Face à cette modernité Freud, né en 1856,
reste un homme du XIXe siècle. Il croit jusqu’à
son dernier souffle au caractère pathogène de la masturbation
alors que de grands sexologues et certains de ses disciples psychanalystes
la démentent fermement.
Il ne renoncera jamais non plus à sa croyance au caractère
pervers de la sexualité infantile, et même de la sexualité
toute entière. En réalité, les idées
de Freud sont non seulement réactionnaires par rapport à
celles des sexologues de l’époque comme Havelock Ellis
ou Magnus Hirschfeld, mais encore par rapport à celles d’autres
psychanalystes comme Sandor Ferenczi et Alfred Adler, sans même
parler d’Otto Gross ou de Wilhelm Reich. Le mouvement psychanalytique
dans son ensemble est prêt à l’adoption d’une
direction progressiste. C’est Freud qui, entre autre avec
la complicité du fameux Comité Secret, l’en
empêchera. Tous les psychanalystes progressistes seront diffamés
et exclus du mouvement. Freud fera bien de la psychanalyse une révolution,
mais une révolution conservatrice.
Les premières expériences de pédagogie alternative
inspirées du mouvement psychanalytique sont celles menées
par l’équipe de Véra Schmidt au jardin d’enfants
de Moscou de 1921 à 1924. D’après les récits
qu’elle en fait, les principes éducatifs mis en application
y sont directement inspirés de l’école psychanalytique.

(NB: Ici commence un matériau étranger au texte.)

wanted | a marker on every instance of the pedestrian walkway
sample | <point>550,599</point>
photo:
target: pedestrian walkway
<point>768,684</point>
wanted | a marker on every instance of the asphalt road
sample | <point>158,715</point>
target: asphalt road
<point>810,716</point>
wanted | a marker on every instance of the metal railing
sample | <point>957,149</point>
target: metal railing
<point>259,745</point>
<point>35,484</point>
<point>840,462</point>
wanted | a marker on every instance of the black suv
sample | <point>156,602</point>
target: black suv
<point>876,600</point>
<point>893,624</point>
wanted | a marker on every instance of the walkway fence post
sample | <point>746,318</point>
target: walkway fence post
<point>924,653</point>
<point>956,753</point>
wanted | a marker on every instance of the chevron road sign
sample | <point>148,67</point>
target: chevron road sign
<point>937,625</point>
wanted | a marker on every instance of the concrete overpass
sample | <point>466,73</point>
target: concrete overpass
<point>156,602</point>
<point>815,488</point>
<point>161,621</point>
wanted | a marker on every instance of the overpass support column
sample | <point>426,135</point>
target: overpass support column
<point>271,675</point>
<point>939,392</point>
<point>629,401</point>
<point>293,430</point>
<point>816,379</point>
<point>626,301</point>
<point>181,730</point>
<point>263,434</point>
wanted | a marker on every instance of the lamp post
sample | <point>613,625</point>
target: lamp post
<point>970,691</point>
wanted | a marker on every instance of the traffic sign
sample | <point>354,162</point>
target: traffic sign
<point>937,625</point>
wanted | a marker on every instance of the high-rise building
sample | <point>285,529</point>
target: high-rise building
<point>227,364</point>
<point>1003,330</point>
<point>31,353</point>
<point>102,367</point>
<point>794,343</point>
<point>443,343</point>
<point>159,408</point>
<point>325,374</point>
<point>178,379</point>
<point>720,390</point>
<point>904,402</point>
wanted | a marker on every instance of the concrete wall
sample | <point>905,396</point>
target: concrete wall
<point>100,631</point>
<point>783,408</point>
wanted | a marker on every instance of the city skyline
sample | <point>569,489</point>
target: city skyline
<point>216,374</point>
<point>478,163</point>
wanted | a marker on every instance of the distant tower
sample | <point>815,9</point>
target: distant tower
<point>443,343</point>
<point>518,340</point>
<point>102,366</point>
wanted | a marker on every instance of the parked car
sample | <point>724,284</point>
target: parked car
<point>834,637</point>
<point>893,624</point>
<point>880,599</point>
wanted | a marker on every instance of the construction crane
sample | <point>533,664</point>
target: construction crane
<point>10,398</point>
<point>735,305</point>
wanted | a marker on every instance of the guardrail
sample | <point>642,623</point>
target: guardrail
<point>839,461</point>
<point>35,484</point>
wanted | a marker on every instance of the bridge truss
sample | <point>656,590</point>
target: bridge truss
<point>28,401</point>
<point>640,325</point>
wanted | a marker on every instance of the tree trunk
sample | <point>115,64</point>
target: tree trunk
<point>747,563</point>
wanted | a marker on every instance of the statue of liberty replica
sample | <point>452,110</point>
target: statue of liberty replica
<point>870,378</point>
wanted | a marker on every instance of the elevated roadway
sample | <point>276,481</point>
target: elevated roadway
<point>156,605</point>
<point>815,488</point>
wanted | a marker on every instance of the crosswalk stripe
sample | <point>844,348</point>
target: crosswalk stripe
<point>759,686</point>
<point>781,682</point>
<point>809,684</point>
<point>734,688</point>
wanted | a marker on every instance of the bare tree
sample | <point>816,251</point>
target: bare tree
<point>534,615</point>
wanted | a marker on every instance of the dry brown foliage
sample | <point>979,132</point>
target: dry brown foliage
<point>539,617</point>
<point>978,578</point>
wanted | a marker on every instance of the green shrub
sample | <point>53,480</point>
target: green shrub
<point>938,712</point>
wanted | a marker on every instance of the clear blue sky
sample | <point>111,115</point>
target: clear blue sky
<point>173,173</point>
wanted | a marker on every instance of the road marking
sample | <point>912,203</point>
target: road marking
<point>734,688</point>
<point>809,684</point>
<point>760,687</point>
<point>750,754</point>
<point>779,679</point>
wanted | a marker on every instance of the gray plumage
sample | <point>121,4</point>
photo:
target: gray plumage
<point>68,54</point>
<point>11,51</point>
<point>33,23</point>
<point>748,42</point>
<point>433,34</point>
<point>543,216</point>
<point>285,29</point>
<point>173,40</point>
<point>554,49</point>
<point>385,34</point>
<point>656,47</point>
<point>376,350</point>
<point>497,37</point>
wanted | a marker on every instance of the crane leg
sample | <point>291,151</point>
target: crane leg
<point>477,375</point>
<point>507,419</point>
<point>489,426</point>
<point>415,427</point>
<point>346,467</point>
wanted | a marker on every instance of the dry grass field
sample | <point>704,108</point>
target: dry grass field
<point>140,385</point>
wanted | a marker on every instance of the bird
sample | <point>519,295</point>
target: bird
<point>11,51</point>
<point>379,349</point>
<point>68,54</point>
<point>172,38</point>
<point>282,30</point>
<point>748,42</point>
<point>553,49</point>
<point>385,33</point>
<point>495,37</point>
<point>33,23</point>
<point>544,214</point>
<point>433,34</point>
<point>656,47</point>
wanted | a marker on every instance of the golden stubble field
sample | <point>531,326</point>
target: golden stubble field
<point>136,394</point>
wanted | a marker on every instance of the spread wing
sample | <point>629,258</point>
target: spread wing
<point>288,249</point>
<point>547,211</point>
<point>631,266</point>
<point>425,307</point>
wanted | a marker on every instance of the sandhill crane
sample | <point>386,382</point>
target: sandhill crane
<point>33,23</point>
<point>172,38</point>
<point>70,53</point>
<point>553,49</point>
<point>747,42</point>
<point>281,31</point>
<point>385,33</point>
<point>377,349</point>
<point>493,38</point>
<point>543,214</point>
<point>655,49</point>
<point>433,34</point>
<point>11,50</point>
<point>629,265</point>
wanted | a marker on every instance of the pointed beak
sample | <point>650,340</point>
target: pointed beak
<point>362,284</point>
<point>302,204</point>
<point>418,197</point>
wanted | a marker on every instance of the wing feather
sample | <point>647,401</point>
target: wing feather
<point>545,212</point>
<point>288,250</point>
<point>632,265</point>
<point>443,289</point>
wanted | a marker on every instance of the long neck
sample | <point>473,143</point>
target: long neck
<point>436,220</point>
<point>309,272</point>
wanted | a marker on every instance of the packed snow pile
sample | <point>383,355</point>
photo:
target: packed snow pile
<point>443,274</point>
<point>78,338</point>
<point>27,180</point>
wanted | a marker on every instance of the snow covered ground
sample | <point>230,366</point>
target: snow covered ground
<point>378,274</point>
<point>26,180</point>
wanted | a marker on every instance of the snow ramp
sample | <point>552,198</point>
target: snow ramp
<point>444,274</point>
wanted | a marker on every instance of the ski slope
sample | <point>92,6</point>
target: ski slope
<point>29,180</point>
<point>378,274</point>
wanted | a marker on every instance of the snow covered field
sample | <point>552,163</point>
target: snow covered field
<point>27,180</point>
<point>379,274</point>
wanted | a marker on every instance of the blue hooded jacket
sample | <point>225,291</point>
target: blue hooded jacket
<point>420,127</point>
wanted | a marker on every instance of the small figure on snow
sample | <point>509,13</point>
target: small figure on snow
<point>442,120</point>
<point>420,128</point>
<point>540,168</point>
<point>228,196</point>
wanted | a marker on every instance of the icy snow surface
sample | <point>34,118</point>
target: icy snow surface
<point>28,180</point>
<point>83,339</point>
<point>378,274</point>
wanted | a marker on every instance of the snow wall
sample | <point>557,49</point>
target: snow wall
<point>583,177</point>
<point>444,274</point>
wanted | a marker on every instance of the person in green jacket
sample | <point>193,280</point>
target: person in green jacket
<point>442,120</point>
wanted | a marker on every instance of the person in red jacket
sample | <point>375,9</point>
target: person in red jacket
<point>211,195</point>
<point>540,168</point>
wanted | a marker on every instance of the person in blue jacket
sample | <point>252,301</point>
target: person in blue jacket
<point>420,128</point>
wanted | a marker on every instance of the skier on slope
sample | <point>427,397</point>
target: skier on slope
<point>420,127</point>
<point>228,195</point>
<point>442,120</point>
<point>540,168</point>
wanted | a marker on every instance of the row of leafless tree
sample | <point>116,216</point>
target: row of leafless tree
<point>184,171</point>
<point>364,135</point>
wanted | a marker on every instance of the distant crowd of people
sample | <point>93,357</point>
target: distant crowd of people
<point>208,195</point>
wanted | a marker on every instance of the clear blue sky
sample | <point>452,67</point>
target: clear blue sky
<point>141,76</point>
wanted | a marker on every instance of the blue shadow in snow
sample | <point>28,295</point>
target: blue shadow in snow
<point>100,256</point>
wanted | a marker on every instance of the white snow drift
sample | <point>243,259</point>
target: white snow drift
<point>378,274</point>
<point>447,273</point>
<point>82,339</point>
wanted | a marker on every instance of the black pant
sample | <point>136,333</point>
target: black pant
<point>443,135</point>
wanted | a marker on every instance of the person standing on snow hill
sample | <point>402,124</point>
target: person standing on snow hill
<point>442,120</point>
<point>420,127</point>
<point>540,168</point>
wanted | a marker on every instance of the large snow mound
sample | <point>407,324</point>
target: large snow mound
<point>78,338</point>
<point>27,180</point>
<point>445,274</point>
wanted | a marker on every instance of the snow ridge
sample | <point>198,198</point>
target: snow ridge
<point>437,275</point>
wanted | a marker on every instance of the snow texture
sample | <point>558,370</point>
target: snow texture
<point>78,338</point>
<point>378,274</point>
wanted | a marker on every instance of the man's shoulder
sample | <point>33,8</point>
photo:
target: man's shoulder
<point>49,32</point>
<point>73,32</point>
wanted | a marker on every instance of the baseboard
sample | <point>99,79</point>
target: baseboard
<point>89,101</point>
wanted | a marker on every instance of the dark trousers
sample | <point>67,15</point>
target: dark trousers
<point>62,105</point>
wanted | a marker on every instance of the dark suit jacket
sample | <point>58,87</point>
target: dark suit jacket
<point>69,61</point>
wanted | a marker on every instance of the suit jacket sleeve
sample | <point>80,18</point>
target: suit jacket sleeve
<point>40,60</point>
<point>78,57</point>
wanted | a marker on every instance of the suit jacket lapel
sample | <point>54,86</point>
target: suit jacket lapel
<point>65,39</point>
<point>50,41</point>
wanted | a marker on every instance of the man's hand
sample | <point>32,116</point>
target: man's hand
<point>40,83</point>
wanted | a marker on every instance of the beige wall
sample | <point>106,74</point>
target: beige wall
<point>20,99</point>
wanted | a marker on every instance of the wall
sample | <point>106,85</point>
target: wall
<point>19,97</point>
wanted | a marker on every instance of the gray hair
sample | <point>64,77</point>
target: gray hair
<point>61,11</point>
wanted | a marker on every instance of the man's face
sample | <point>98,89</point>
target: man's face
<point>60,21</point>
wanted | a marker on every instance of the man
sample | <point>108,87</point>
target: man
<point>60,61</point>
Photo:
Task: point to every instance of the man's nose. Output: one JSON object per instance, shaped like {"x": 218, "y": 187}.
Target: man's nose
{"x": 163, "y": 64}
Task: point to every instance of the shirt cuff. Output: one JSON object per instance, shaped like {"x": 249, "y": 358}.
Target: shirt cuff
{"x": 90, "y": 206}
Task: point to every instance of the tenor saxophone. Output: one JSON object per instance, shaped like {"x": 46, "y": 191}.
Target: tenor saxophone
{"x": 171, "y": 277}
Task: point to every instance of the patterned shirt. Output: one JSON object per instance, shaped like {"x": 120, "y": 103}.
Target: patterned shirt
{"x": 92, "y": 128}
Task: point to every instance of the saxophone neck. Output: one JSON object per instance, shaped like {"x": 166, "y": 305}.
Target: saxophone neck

Seuls l’éloignement entre Moscou et Vienne et l’esprit
révolutionnaire qui souffle encore en Russie au début
des années 1920 a pu la tromper à ce point sur ce
qu’est réellement l’esprit des psychanalystes
viennois. Ces derniers se montrent d’ailleurs très
réservés sur l’expérience moscovite.
Véra Schmidt n’a accès qu’aux publications
de Freud, elle ignore tout des contradictions entre certains de
ses écrits et sa pratique quotidienne. Dans Les explications
sexuelles données aux enfants et Les théories sexuelles
infantiles, Freud défend en effet passionnément la
nécessité de donner aux enfants toutes les informations
qu’ils demandent sur la sexualité, tandis que dans
La morale sexuelle " civilisée " et la maladie
nerveuse des temps modernes il dénonce les méfaits
de la répression sexuelle, y compris infantile. C’est
sur ces textes que s’appuie Véra Schmidt pour fournir
ces informations aux enfants, ainsi que pour les laisser se masturber
à leur guise. Véra Schmidt aurait probablement été
aussi vivement surprise que déçue d’apprendre
que Freud ne mettait aucun de ses beaux discours en application.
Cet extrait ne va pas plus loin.